Sheriff Emmet was out of his chair before Grace had finished her sentence. “I’ll be right back.”
FOURTEEN
Cassie Miller had grown up in very small town America, where all the school grades were in one building and every single year your new teacher asked all the kids what they wanted to be when they grew up. The cool thing was that they kept a running record of your answers every year, and when you graduated, they tucked a copy in your diploma. Cassie had wanted to be a grocery store clerk from kindergarten to fourth grade, and now here she was at age thirty, living her childhood dream at the Minneapolis branch of Global Foods.

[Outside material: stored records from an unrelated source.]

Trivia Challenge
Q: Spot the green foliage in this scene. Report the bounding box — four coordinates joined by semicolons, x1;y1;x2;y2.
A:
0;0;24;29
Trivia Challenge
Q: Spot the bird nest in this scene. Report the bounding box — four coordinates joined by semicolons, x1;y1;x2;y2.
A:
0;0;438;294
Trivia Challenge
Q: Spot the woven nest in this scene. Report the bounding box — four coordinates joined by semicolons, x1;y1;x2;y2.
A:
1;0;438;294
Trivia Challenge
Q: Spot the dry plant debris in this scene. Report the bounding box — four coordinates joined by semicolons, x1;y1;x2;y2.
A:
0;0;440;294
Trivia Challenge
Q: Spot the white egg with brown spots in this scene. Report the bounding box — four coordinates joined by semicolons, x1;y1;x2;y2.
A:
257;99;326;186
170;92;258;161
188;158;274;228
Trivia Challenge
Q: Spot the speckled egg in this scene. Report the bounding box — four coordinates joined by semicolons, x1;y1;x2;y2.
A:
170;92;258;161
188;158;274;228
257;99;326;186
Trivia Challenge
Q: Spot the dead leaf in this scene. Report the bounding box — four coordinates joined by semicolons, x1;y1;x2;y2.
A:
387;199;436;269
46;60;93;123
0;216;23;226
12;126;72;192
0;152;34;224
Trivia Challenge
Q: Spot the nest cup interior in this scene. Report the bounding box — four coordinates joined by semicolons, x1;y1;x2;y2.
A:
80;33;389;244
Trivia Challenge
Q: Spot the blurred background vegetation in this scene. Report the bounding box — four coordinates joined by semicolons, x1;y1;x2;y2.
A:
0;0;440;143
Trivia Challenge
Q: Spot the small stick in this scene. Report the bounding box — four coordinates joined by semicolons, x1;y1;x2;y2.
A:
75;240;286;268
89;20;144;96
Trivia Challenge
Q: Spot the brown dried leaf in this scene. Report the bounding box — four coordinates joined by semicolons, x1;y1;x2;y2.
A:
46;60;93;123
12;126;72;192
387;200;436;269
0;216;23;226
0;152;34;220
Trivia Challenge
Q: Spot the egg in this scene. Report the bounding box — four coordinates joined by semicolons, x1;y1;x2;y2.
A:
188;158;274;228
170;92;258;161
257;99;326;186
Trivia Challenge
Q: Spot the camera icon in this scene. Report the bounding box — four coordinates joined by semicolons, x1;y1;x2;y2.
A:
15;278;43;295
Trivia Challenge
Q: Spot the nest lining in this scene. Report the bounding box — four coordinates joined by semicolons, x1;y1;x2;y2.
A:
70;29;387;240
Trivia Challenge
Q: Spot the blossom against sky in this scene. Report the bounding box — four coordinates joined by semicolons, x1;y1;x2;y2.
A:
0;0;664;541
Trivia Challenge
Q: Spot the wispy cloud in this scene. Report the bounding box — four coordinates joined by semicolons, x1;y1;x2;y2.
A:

When she arrived for her afternoon shift, she placed her purse and sweater in her locker in the employee
lounge, fluffed the short Marilyn Monroe haircut that was starting to show a little dark at the roots, reapplied her pink lip gloss, and checked in five minutes early with her employee ID card. The computer would then tell Big Brother management that she was a diligent worker, never late, but never too early, which might imply that she was taking advantage of the shift change for her own benefit. She was the perfect employee, beyond scrutiny.
Well, almost perfect, because the last thing she did before taking her place at register four was to undo the top button of her hideous tangerine uniform to show a nice piece of cleavage. She couldn’t do it every day, only once a week or so, so the store’s owner, Mr. Dalek, didn’t think it was intentional. It drove him absolutely batshit, and his reaction never varied. At first his eyes would squint into lascivious crescents and whatever depraved scenarios lay behind them, she couldn’t begin to imagine and didn’t want to. But then the spastic little troll would snap out of his perv fugue state, remember his position, and race toward her, tapping his neck, hissing, “Button up, Miller!” Cassie would always pretend to be embarrassed, but truly, those were the moments she lived for.
This is what happened when you weren’t allowed to kill people. You had to think up new and creative ways to torture them.
When she got to the floor, things were quiet just as they usually were at this time of day. The noon slam of grab-and-go customers had scurried back to their work cubicles to eat overpriced, organic salad and sustainable aquaculture sushi from the deli section. The floors were being polished and the stockers were busy refilling emptied shelves and bins in preparation for the evening rush. The only customers were a yoga mom who was browsing the gluten-free section and an older, professorial type examining the vast selection of free trade coffee.
And then there was Sarah, the mousy little fully buttoned girl who ran register three on this shift. What she lacked in self-esteem she made up for in sanctimony. She didn’t even bother to greet Cassie when she took her place at her station, just gave her a stern look of disapproval and said, “You’re going to get fired if you keep doing that.”